Покои Александры Фёдоровны прятались в глубине Зимнего, на втором этаже, над кабинетом мужа. Порой из-под своих белёных, буквально на голову поставленных сводов император слышал, как жена на лёгких башмачках скользит от окна к ширме, от камина к столу, застывает перед высоченным зеркалом, крутится и так и эдак, примеряя наряды, постукивает в раздумье ножкой.
Ему нравилось минутами отрываться от бумаг и поднимать голову к потолку. Но с недавних пор Шарлотта то металась, едва задевая ковёр, то сидела тихо как мышка.
Государь мучительно сглатывал, проводя рукой по кадыку, и снова опускал голову к документам. У него потели ладони, и бумага становилась влажной, чернила пачкали подушечки пальцев, на них налипал золотой песок, которым пересыпали страницы.
Пойти сейчас к ней, вскинуть на руки, занести в дубовые двери — в синюю, васильками затканную спальню, где жёлтое грушевое дерево изгибает изголовье кровати в свиток… Лоб опять касался бумаг на столе. Над головой снова топали — кажется, супруга сердилась на наряд, не находила его красивым.

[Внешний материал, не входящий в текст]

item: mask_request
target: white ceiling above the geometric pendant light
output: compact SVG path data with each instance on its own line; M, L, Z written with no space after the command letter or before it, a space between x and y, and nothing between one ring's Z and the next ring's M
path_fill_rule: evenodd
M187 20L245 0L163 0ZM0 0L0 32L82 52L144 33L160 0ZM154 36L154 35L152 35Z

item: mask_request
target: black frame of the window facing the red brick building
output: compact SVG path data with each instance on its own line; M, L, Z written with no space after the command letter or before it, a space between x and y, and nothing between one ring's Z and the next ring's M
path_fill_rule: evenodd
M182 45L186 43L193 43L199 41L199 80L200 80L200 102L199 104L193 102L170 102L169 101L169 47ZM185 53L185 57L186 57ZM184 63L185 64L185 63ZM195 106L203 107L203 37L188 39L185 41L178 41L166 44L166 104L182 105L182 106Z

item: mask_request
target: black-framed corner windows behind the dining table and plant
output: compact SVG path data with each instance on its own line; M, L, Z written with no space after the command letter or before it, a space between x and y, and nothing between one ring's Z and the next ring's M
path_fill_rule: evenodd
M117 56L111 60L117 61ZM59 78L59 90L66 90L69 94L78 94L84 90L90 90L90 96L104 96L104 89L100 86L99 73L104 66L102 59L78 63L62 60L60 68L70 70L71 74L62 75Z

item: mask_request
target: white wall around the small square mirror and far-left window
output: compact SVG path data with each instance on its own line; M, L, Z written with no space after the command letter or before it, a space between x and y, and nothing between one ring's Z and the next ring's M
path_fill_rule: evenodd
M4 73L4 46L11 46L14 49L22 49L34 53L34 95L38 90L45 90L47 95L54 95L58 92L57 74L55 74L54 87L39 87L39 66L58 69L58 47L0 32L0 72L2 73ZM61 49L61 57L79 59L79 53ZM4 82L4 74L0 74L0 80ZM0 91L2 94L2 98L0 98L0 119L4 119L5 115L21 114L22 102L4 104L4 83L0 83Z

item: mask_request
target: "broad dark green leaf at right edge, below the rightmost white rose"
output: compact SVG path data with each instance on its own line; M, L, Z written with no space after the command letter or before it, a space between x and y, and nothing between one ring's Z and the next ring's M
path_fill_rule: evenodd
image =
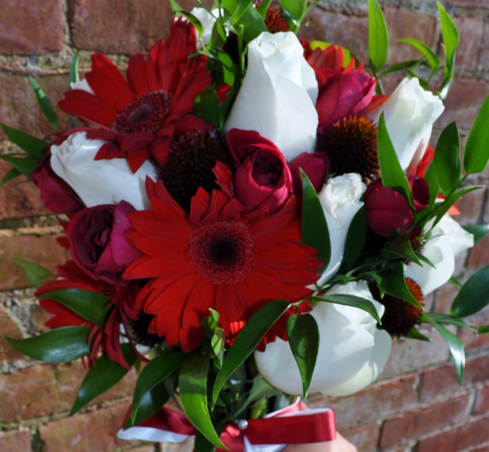
M465 283L453 301L451 314L467 317L489 304L489 266L481 268Z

— Ваше величество. — Портниха не осмеливалась её тревожить, но, в конце концов, платье ещё не готово. Можно подогнать по старым, только вот… императрица всё время худеет. Костюм с прошлого маскарада уже висит, образуя на талии некрасивый напуск.
— Ваше величество.
Шарлотта торопливо вытерла лицо шалью и обернулась. Она знала, что и портниха, и введшая её в комнаты фрейлина запретят себе заметить красные глаза хозяйки. Женщины держали наряд на вытянутых руках. Воздух из форточки едва шевелил газ крылышек на плечах платья и раздувал пышные прозрачные рукава.
— Отнесите в спальню.
Восхитительный крой! Ярко-синяя юбка и лиф с белыми вставками. На секунду Шарлотта вообразила, какой красивой и желанной будет в этом платье, когда её волосы соберут в тяжёлый тёмно-русый узел, только на висках завив чередой ломких куделек. Как муж снова взглянет на неё. Как захочет её, и никого другого…
Ей всегда так нравилось то, что с ними происходило! С первой встречи. И за исключением страшных дней декабря, два года назад. Между тем они с Никсом только входили в долгую полосу из мутной холодной воды. Каждый готов был протянуть руку, чтобы поддержать плывущего рядом, и не делал этого только из боязни быть неправильно понятым.
На следующий день Бенкендорф очень деликатно опросил лейб-медиков. Оказалось, что они только рекомендовали быть поосторожнее. Никаких запретов, боже упаси!
Можно было ликовать и махать флагами. Но! Являлся новый болезненный вопрос. Вдруг его величество сам желает отдалиться от супруги? Одиннадцать лет брака — достаточный срок для притупления чувств.
Только вот его величество менее всего походил на человека с притуплёнными чувствами. А походил на огненный вулкан, чуть что плюющийся лавой. Подготовка к походу отнимала массу времени, и Александр Христофорович мог положа руку на сердце сказать: невыносим! Въедлив, недоверчив, готов сам сорок раз всё проверить и всех загонять.
Уже досталось Волконскому, Орлову, Чернышёву, Нессельроде, Канкрину, Дашкову, Блудову — и обратно в азбучном порядке. Уже все заметили, что государь работает дни и ночи, уже каждый задался ненужными вопросами, уже посмотрели на бедняжку-императрицу с осуждением. Мол, что творится? Приведи мужа в чувства…
Среди множества совершенно неотложных дел, которые никак не могли подождать до послепохода, было и посещение мастерской итальянского скульптора Гвидо Больони, которому заказали три мраморные статуи для зимнего сада в Аничковом. Венера, Елена и Леда. И надо ж такому случиться, что они оказались готовы! Очень не вовремя, по мнению Александра Христофоровича, которого государь, конечно, потащил с собой: де у него хороший итальянский и в мраморах он разбирается, проведя юность в Элладе среди патриотических разбойников.
Сам Никс разбирался гораздо лучше: великих князей лет с шести заставляли копировать картины в Зимнем. Мария Фёдоровна обладала недюжинными способностями: рисовала, резала по камню, лепила. Поэтому считала, что и детям по наследству перешло дарование. Может, не зря.
Мастерская Больони находилась на Миллионной улице. На третьем этаже, в настоящем парижском гренье (у нас не понимают, что это просто чердак), с трудом воспроизведённом под хмурым петербургским небом.
Пока поднимались, Александр Христофорович чертыхался про себя на каждом пролёте. Жена права: пора избавляться от брюха. Тяжело себя носить, сердце шалит, одышка. Какой был тощий: одни рёбра. Через живот хребет прощупывался. Как сейчас у Жоржа.